In this fictionalized version, Nico Parker delivers a beautifully layered and utterly real performance as Doris, a shy and sheltered teenager who has been all but forgotten by her angry and overbearing mother Kristine (Laura Linney, great as always), ever since Doris’ brother Max (Cree Kawa) was diagnosed with brain cancer that has spread through his body and has left him in an unresponsive neurological condition.
For years, while Kristine has worked endless hours to pay for her son’s care and for Doris’ education, Doris has had to spend nearly all her free time looking after her brother. Now the time has come for Max to be moved to Suncoast, the hospice care center that has become the epicenter of dueling protests and nonstop media attention surrounding the Schiavo case.

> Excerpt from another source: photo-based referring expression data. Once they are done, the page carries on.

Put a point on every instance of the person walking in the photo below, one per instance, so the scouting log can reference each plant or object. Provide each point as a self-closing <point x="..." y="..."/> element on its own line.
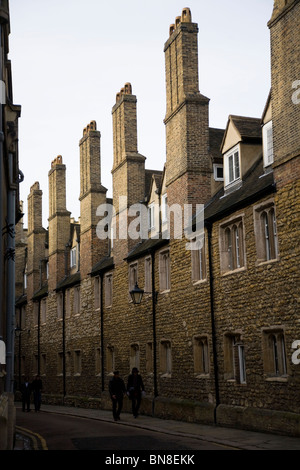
<point x="26" y="394"/>
<point x="135" y="389"/>
<point x="37" y="386"/>
<point x="117" y="390"/>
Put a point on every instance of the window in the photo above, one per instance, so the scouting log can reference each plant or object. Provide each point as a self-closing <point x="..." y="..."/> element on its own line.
<point x="68" y="303"/>
<point x="73" y="257"/>
<point x="164" y="270"/>
<point x="35" y="313"/>
<point x="148" y="275"/>
<point x="43" y="364"/>
<point x="268" y="144"/>
<point x="164" y="208"/>
<point x="274" y="353"/>
<point x="77" y="305"/>
<point x="43" y="310"/>
<point x="98" y="361"/>
<point x="133" y="276"/>
<point x="232" y="166"/>
<point x="134" y="356"/>
<point x="232" y="245"/>
<point x="198" y="261"/>
<point x="201" y="359"/>
<point x="97" y="292"/>
<point x="266" y="231"/>
<point x="25" y="278"/>
<point x="60" y="362"/>
<point x="218" y="172"/>
<point x="108" y="290"/>
<point x="234" y="358"/>
<point x="110" y="359"/>
<point x="165" y="358"/>
<point x="77" y="362"/>
<point x="60" y="305"/>
<point x="151" y="215"/>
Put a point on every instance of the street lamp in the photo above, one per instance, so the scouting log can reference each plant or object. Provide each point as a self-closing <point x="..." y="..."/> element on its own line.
<point x="136" y="294"/>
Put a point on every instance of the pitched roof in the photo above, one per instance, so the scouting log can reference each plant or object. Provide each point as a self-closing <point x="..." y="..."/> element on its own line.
<point x="69" y="281"/>
<point x="104" y="264"/>
<point x="215" y="141"/>
<point x="248" y="128"/>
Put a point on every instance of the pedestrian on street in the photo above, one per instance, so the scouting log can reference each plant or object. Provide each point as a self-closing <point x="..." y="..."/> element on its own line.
<point x="135" y="389"/>
<point x="37" y="386"/>
<point x="26" y="394"/>
<point x="117" y="390"/>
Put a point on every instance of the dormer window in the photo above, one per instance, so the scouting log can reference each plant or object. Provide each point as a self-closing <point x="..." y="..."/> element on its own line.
<point x="268" y="144"/>
<point x="218" y="172"/>
<point x="232" y="165"/>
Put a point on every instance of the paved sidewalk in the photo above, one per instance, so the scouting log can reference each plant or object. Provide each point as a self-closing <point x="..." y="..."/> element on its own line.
<point x="236" y="438"/>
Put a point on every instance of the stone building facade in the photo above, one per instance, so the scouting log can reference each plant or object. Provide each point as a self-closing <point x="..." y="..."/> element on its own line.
<point x="217" y="332"/>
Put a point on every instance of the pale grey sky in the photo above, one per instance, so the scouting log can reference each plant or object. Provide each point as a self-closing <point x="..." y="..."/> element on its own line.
<point x="71" y="57"/>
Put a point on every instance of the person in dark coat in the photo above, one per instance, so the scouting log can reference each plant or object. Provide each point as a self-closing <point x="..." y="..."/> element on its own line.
<point x="37" y="387"/>
<point x="117" y="390"/>
<point x="135" y="388"/>
<point x="26" y="394"/>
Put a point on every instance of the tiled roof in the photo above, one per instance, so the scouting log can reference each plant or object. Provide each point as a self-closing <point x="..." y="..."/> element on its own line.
<point x="69" y="281"/>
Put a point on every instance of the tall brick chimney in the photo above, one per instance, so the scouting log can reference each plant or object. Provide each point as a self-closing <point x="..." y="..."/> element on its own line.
<point x="59" y="222"/>
<point x="92" y="195"/>
<point x="187" y="133"/>
<point x="129" y="166"/>
<point x="35" y="239"/>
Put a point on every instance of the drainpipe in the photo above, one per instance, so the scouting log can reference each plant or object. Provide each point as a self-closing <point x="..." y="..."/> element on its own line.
<point x="212" y="314"/>
<point x="39" y="334"/>
<point x="154" y="327"/>
<point x="64" y="343"/>
<point x="10" y="304"/>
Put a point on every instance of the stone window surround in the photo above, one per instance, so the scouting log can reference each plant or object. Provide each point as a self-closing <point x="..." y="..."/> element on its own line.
<point x="165" y="358"/>
<point x="108" y="286"/>
<point x="235" y="220"/>
<point x="164" y="271"/>
<point x="201" y="356"/>
<point x="198" y="259"/>
<point x="234" y="361"/>
<point x="268" y="353"/>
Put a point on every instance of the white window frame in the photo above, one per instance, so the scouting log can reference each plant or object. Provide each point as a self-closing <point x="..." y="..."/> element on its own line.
<point x="164" y="205"/>
<point x="236" y="169"/>
<point x="268" y="149"/>
<point x="151" y="216"/>
<point x="73" y="257"/>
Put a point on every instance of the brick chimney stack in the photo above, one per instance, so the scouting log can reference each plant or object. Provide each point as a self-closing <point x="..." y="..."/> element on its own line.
<point x="92" y="195"/>
<point x="59" y="222"/>
<point x="35" y="238"/>
<point x="129" y="165"/>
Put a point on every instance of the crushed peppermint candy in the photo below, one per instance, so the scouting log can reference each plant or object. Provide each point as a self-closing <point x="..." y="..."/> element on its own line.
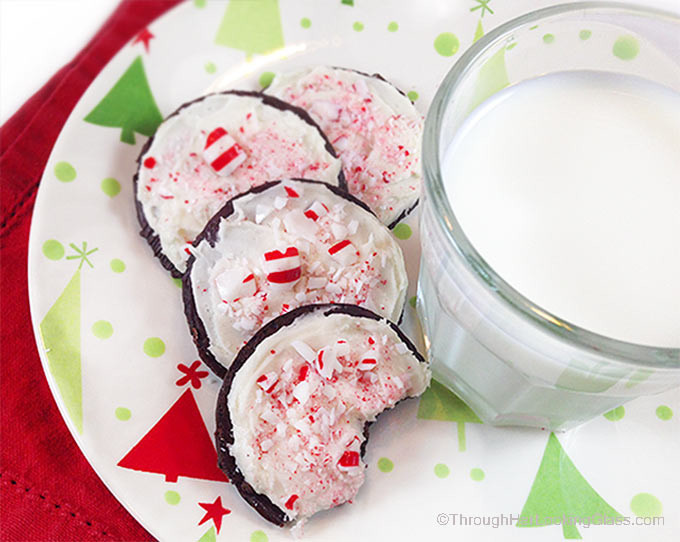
<point x="283" y="267"/>
<point x="294" y="260"/>
<point x="301" y="444"/>
<point x="222" y="152"/>
<point x="375" y="129"/>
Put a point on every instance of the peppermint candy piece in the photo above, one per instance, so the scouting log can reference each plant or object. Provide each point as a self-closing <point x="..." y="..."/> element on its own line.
<point x="368" y="361"/>
<point x="236" y="283"/>
<point x="283" y="267"/>
<point x="349" y="461"/>
<point x="327" y="363"/>
<point x="343" y="252"/>
<point x="316" y="210"/>
<point x="268" y="381"/>
<point x="222" y="152"/>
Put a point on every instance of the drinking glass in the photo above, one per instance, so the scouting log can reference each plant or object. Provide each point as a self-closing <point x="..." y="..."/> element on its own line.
<point x="513" y="362"/>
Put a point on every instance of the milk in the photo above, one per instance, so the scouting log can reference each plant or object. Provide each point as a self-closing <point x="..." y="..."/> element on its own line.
<point x="568" y="185"/>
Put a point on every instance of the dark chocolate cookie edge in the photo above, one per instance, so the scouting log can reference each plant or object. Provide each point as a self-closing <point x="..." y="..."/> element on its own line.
<point x="148" y="233"/>
<point x="224" y="435"/>
<point x="209" y="234"/>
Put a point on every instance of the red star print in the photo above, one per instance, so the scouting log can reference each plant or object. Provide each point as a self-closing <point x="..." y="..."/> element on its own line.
<point x="214" y="511"/>
<point x="191" y="374"/>
<point x="143" y="37"/>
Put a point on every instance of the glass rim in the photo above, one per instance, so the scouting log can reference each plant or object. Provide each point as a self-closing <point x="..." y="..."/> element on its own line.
<point x="621" y="351"/>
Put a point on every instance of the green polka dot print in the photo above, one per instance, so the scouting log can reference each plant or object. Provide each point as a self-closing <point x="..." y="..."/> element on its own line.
<point x="626" y="47"/>
<point x="664" y="413"/>
<point x="110" y="187"/>
<point x="616" y="414"/>
<point x="446" y="44"/>
<point x="385" y="465"/>
<point x="441" y="470"/>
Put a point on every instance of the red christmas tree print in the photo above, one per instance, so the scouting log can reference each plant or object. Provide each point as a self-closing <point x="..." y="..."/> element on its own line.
<point x="178" y="445"/>
<point x="145" y="36"/>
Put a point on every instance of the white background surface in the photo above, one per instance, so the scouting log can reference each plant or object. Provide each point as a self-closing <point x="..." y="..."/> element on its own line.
<point x="37" y="37"/>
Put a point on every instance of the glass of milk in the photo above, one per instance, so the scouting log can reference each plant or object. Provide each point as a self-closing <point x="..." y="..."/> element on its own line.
<point x="549" y="287"/>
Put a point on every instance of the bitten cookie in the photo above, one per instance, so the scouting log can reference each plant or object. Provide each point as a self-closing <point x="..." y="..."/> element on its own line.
<point x="293" y="411"/>
<point x="213" y="149"/>
<point x="285" y="244"/>
<point x="375" y="129"/>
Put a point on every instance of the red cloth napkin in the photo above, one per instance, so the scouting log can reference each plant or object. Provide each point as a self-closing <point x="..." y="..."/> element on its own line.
<point x="48" y="491"/>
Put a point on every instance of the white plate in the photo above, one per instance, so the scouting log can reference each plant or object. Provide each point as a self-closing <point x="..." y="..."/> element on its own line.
<point x="92" y="319"/>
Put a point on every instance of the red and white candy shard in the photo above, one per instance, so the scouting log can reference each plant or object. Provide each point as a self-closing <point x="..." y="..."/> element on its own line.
<point x="315" y="246"/>
<point x="375" y="129"/>
<point x="299" y="441"/>
<point x="222" y="152"/>
<point x="283" y="267"/>
<point x="214" y="149"/>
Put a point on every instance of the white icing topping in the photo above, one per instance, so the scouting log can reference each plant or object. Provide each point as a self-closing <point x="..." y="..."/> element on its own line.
<point x="179" y="186"/>
<point x="300" y="444"/>
<point x="287" y="261"/>
<point x="373" y="127"/>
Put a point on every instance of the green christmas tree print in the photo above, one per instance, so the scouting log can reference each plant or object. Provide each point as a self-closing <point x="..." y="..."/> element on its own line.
<point x="60" y="332"/>
<point x="129" y="105"/>
<point x="438" y="403"/>
<point x="560" y="492"/>
<point x="252" y="26"/>
<point x="479" y="31"/>
<point x="209" y="536"/>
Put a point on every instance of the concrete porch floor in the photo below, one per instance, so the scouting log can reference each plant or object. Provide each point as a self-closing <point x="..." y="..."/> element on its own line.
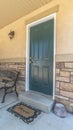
<point x="44" y="121"/>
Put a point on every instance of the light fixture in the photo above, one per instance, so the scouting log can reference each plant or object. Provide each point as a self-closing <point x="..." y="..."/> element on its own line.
<point x="11" y="34"/>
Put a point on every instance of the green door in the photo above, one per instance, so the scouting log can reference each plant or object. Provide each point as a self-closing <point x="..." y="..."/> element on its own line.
<point x="41" y="57"/>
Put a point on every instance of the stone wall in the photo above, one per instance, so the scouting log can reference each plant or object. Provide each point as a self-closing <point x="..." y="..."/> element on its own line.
<point x="18" y="66"/>
<point x="64" y="84"/>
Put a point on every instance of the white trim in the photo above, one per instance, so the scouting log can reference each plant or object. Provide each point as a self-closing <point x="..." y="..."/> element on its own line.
<point x="53" y="16"/>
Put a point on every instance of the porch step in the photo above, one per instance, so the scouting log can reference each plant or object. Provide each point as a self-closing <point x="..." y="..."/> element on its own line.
<point x="37" y="100"/>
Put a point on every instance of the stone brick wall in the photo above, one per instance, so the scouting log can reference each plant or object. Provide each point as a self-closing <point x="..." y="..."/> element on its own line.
<point x="19" y="66"/>
<point x="64" y="84"/>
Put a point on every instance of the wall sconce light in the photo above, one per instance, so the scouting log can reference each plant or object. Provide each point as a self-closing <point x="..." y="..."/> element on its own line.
<point x="11" y="34"/>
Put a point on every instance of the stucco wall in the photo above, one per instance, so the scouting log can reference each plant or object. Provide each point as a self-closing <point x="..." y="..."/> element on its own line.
<point x="17" y="48"/>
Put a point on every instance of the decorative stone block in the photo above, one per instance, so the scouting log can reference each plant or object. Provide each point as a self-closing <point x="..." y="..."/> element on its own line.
<point x="66" y="94"/>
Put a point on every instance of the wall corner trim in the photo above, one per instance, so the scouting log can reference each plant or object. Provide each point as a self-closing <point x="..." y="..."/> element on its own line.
<point x="47" y="12"/>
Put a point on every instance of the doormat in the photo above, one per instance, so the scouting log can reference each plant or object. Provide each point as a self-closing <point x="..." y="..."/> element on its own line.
<point x="24" y="112"/>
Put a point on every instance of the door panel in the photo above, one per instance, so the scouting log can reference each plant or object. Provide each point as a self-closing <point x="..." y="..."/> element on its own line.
<point x="41" y="53"/>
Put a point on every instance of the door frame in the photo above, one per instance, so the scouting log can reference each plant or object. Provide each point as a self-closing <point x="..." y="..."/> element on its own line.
<point x="53" y="16"/>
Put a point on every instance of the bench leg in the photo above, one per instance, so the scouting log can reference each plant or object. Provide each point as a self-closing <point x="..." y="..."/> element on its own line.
<point x="16" y="91"/>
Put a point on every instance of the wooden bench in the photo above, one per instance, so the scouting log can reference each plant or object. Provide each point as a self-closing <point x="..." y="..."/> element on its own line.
<point x="8" y="79"/>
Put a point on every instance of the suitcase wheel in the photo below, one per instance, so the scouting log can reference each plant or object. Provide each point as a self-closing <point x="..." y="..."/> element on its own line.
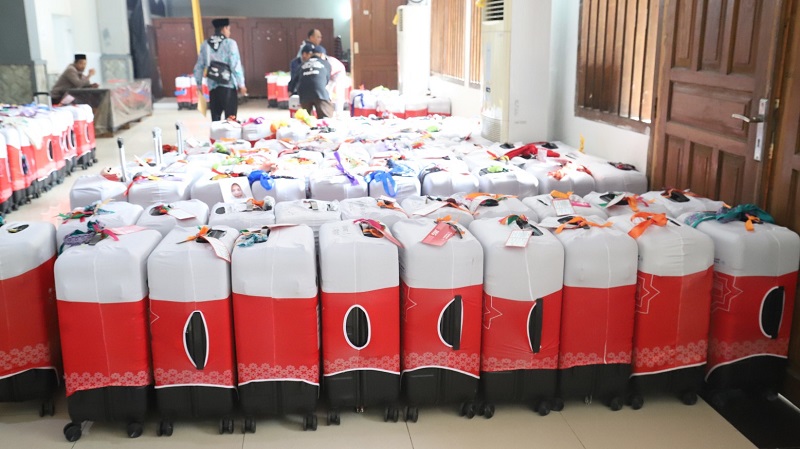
<point x="135" y="429"/>
<point x="689" y="398"/>
<point x="164" y="429"/>
<point x="249" y="425"/>
<point x="412" y="414"/>
<point x="72" y="432"/>
<point x="310" y="422"/>
<point x="225" y="426"/>
<point x="47" y="408"/>
<point x="333" y="418"/>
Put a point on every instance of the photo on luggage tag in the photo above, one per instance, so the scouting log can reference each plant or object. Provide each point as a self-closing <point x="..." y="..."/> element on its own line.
<point x="235" y="190"/>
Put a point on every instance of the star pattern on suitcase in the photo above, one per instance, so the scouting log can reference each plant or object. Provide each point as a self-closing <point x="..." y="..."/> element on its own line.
<point x="725" y="291"/>
<point x="666" y="357"/>
<point x="489" y="312"/>
<point x="194" y="377"/>
<point x="494" y="364"/>
<point x="460" y="361"/>
<point x="16" y="360"/>
<point x="390" y="363"/>
<point x="87" y="381"/>
<point x="645" y="292"/>
<point x="265" y="371"/>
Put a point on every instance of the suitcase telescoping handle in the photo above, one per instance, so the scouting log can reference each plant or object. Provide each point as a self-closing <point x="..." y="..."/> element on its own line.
<point x="179" y="134"/>
<point x="122" y="166"/>
<point x="36" y="96"/>
<point x="157" y="149"/>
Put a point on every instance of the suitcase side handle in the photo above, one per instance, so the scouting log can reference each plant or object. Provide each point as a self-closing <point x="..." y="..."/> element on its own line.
<point x="535" y="319"/>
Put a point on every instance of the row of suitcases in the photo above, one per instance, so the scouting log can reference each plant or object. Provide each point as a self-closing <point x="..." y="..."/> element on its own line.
<point x="529" y="312"/>
<point x="39" y="146"/>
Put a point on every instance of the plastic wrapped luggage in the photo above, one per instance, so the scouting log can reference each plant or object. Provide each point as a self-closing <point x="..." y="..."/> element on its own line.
<point x="103" y="316"/>
<point x="275" y="307"/>
<point x="543" y="206"/>
<point x="111" y="214"/>
<point x="384" y="210"/>
<point x="679" y="202"/>
<point x="522" y="289"/>
<point x="252" y="214"/>
<point x="360" y="302"/>
<point x="29" y="344"/>
<point x="755" y="280"/>
<point x="192" y="330"/>
<point x="599" y="301"/>
<point x="442" y="305"/>
<point x="673" y="306"/>
<point x="164" y="217"/>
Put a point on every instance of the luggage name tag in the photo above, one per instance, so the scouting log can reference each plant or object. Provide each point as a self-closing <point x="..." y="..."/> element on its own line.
<point x="441" y="233"/>
<point x="563" y="207"/>
<point x="180" y="214"/>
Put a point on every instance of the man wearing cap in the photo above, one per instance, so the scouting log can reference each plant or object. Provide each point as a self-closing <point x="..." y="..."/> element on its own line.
<point x="72" y="78"/>
<point x="310" y="80"/>
<point x="220" y="48"/>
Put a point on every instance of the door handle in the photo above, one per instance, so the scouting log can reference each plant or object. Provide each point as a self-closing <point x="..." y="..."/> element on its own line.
<point x="746" y="119"/>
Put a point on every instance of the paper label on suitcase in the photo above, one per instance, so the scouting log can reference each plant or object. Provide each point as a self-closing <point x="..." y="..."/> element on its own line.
<point x="596" y="326"/>
<point x="425" y="312"/>
<point x="520" y="335"/>
<point x="104" y="345"/>
<point x="30" y="322"/>
<point x="361" y="331"/>
<point x="750" y="316"/>
<point x="276" y="339"/>
<point x="671" y="321"/>
<point x="176" y="358"/>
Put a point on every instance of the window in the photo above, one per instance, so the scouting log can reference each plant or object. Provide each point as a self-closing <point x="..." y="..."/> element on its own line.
<point x="456" y="40"/>
<point x="617" y="61"/>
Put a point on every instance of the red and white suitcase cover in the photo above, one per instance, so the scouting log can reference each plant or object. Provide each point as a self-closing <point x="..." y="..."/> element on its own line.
<point x="673" y="296"/>
<point x="102" y="312"/>
<point x="29" y="330"/>
<point x="515" y="282"/>
<point x="361" y="272"/>
<point x="431" y="278"/>
<point x="751" y="269"/>
<point x="152" y="219"/>
<point x="543" y="206"/>
<point x="275" y="308"/>
<point x="112" y="215"/>
<point x="599" y="298"/>
<point x="187" y="278"/>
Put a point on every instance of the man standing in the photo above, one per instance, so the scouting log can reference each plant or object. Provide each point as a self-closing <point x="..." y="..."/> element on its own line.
<point x="219" y="55"/>
<point x="72" y="78"/>
<point x="310" y="80"/>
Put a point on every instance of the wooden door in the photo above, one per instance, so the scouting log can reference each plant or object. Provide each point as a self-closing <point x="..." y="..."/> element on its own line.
<point x="716" y="60"/>
<point x="269" y="45"/>
<point x="176" y="50"/>
<point x="784" y="183"/>
<point x="374" y="43"/>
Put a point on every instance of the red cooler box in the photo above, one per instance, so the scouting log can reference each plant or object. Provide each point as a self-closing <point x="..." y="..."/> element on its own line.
<point x="275" y="311"/>
<point x="755" y="279"/>
<point x="522" y="289"/>
<point x="102" y="312"/>
<point x="360" y="317"/>
<point x="597" y="311"/>
<point x="442" y="305"/>
<point x="673" y="306"/>
<point x="191" y="326"/>
<point x="29" y="346"/>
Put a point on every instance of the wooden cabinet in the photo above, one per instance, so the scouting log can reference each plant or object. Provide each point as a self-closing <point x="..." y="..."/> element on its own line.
<point x="265" y="44"/>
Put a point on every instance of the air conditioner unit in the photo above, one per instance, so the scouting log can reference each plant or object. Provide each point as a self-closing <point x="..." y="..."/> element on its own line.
<point x="413" y="49"/>
<point x="515" y="40"/>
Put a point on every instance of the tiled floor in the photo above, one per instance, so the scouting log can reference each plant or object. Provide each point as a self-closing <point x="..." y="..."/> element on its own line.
<point x="662" y="423"/>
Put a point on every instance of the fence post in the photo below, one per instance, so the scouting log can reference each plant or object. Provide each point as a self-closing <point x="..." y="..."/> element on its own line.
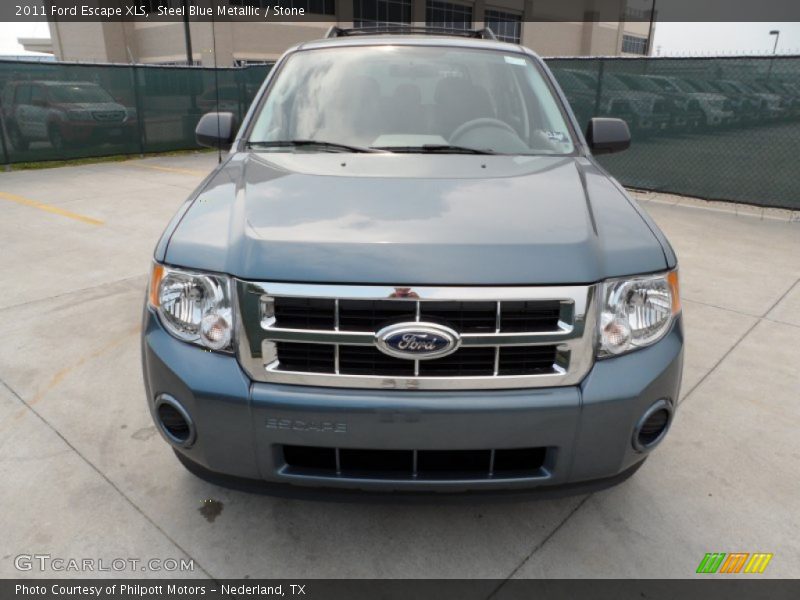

With Kristine almost always working or with Max, the painfully shy Doris seizes the chance to finally make some friends by having a party and inviting the cool kids, including a trio of rich girls (Daniella Taylor, Ella Anderson and Ariel Martin) — they sing “Don’t Cha” by The Pussycat Dolls while zipping around in a convertible — and a sweet guy named Nate (Amarr) who is obvious Crush Material. Suddenly, finally, Doris has a life, but it’s because Max is about to die.
“Suncoast” deftly toggles between Doris’ coming-of-age adventures and her complicated feelings about what has happened to Max and how her mother has essentially rendered Doris virtually invisible for nearly a decade. Out of nowhere, Woody Harrelson enters as Paul, a hippie widower who has come to Florida to join the protests to keep Schiavo on life support. Paul takes a fatherly interest in Doris, and the script manages to make this relationship seem at least semi-plausible without creepy overtones. (Kristine is so consumed with her own grief and bitterness that she doesn’t even question why this man is friends with her daughter.)
With the cinematography by Bruce Francis Cole capturing the mid-2000s Florida setting and the score from Este Haim and Christopher Stracey helping to set the right mood, “Suncoast” eschews heavy-handed messaging about whether one is really and truly alive when one cannot survive on their own in favor of a quietly moving, occasionally surprising and ultimately lovely and thought-provoking work.